OSGeo / PROJ-JNI

Java Native Interface for PROJ
https://osgeo.github.io/PROJ-JNI/
MIT License
23 stars 15 forks source link

Fix NullpointerException when multiple threads are calling destroyExpired #56

Closed kad-simonm closed 2 years ago

kad-simonm commented 2 years ago

During heavy load testing (10M geometrys), we very incidentally encountered the following NullPointerException.

ava.lang.NullPointerException at org.osgeo.proj.Context.destroyExpired(Context.java:196) at org.osgeo.proj.Context.close(Context.java:178) at org.osgeo.proj.Operation.transform(Operation.java:787)

As far as I can judge, this problem only arises when multiple threads are trying to destroy the same expired PROJ context. The second thread then encounters a NullPointerException on the lastUsed long primitive.

To avoid this problem I have introduced a ReentrantLock which can guarantee that only 1 thread is cleaning expired PROJ contexts at a time without blocking threads

kad-simonm commented 2 years ago

Please take a look @desruisseaux @kbevers

desruisseaux commented 2 years ago

Thanks for reporting this bug! Actually the synchronization should be already ensured by CONTEXTS, which is an instance of ConcurrentLinkedDeque. We can either use the ReentrantLock or ConcurrentLinkedDeque, but using both of them would be redundant.

I believe that the bug is a missing null check after line 208. I will commit this fix in a few seconds. If you can confirm whether it works or not, that would be greatly appreciated.

kad-simonm commented 2 years ago

Thanks for the quick response.

I agree that it is no longer necessary to continue using a ConcurrentLinkedDeque. However, the ReentrantLock will then have to be used in several places. (acquire,close and destroyAll methods)

I'm not sure if your change @desruisseaux will be conclusive. There is already a null check on line 194. The exception occurred on line 196.

I'm going to try to test both solutions today. I will share the results with you as soon as possible.

desruisseaux commented 2 years ago

I'm not sure if your change @desruisseaux will be conclusive. There is already a null check on line 194. The exception occurred on line 196.

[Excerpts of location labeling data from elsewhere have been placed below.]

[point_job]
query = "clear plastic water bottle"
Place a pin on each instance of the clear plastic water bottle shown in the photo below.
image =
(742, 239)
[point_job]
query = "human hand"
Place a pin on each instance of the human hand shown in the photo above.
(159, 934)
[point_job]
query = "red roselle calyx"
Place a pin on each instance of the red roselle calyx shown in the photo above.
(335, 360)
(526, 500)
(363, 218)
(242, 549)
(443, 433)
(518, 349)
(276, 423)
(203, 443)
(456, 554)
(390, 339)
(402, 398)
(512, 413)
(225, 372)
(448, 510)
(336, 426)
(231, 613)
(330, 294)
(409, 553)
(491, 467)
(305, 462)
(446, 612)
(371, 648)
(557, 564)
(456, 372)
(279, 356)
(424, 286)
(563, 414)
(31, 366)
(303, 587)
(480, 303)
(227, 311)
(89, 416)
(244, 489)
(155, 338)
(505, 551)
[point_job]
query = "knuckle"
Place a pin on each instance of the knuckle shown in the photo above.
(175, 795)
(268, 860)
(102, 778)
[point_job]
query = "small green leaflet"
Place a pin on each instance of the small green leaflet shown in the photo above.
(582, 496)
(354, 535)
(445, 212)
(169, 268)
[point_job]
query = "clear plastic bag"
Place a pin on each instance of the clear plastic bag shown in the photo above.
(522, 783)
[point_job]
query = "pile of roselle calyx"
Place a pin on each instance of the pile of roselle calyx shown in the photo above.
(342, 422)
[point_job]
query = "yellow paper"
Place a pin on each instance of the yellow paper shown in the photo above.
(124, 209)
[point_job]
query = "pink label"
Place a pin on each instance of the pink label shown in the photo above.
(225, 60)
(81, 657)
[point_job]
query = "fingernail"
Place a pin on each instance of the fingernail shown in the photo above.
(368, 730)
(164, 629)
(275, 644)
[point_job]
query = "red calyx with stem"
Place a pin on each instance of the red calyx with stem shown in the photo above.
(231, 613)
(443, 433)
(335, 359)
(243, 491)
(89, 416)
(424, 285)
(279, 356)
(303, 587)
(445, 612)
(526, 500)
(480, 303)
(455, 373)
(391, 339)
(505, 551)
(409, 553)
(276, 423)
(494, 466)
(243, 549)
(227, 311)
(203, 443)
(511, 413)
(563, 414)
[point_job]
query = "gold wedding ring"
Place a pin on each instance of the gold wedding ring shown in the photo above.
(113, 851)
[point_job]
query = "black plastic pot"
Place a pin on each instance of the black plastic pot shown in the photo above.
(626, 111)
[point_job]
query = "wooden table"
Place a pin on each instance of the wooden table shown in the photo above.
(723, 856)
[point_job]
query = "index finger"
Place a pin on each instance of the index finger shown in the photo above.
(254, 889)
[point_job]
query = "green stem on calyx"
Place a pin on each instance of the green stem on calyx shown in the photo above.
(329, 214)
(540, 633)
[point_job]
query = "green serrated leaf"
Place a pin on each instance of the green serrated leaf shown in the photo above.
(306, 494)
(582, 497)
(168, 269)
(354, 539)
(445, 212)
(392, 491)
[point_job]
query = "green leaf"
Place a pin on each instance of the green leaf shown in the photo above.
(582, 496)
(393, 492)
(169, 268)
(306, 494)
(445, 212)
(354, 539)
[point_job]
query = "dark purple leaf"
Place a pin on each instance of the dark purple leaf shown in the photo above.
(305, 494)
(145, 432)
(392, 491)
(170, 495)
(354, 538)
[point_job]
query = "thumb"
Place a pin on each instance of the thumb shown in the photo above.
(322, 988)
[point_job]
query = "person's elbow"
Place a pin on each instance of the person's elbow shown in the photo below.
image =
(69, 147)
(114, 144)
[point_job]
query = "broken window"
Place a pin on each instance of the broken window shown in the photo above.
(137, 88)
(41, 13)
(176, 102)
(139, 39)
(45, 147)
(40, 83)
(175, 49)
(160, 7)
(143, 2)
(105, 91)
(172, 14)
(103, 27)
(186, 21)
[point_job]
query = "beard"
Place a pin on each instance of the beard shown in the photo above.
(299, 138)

Yes, but this check is in a while loop. Because c is a local variable, it can not have been nullified by another thread. The null value can only occurs by assignment in this method body. The assignment at line 208 can be null and is executed just before the check in the while loop is executed again. In any cases a null check was missing there.

kad-simonm commented 2 years ago

Thanks for the explanation @desruisseaux. With a new test we no longer encountered this problem. This PR can therefore be closed. We are still running into another problem but I will create a new issue for this.